De nombreux Français reconnaissent les messages de santé tels que, "Pour votre santé, ne mangez pas trop gras, trop sucré, trop salé". Cependant, la répétition excessive depuis leur introduction en 2007 a diminué leur impact. Pour remédier à cette situation, l'Inserm a proposé plusieurs recommandations pratiques.
Une nouvelle approche des messages sanitaires
Selon l'Inserm, il est impératif d'adopter une législation pour réguler le marketing alimentaire ciblant les enfants, par exemple, en interdisant la publicité pour certains produits durant les heures de grande écoute. Par ailleurs, il est suggéré que les messages de santé soient affichés en plein écran au début ou à la fin des publicités, plutôt qu'en bandeau, afin de capter l'attention des téléspectateurs.

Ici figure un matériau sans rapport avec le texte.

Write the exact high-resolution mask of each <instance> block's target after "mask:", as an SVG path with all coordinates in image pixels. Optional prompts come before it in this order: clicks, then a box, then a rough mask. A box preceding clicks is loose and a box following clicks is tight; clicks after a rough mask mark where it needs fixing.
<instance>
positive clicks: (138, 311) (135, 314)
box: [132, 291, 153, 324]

Ces messages doivent également faire appel à la fois à la conscience et à l'inconscient des individus, en étant simples, clairs et faciles à appliquer. Il est recommandé de tester toutes les campagnes de communication avant leur diffusion pour évaluer leur efficacité.
Renseigner et comprendre les publics cibles
Pour une adaptation réussie, l'Inserm encourage la poursuite des recherches sur les attentes et motivations des différentes populations. Comprendre les techniques marketing des entreprises est également essentiel, tout comme l'analyse des mécanismes cérébraux qui influencent les choix nutritionnels.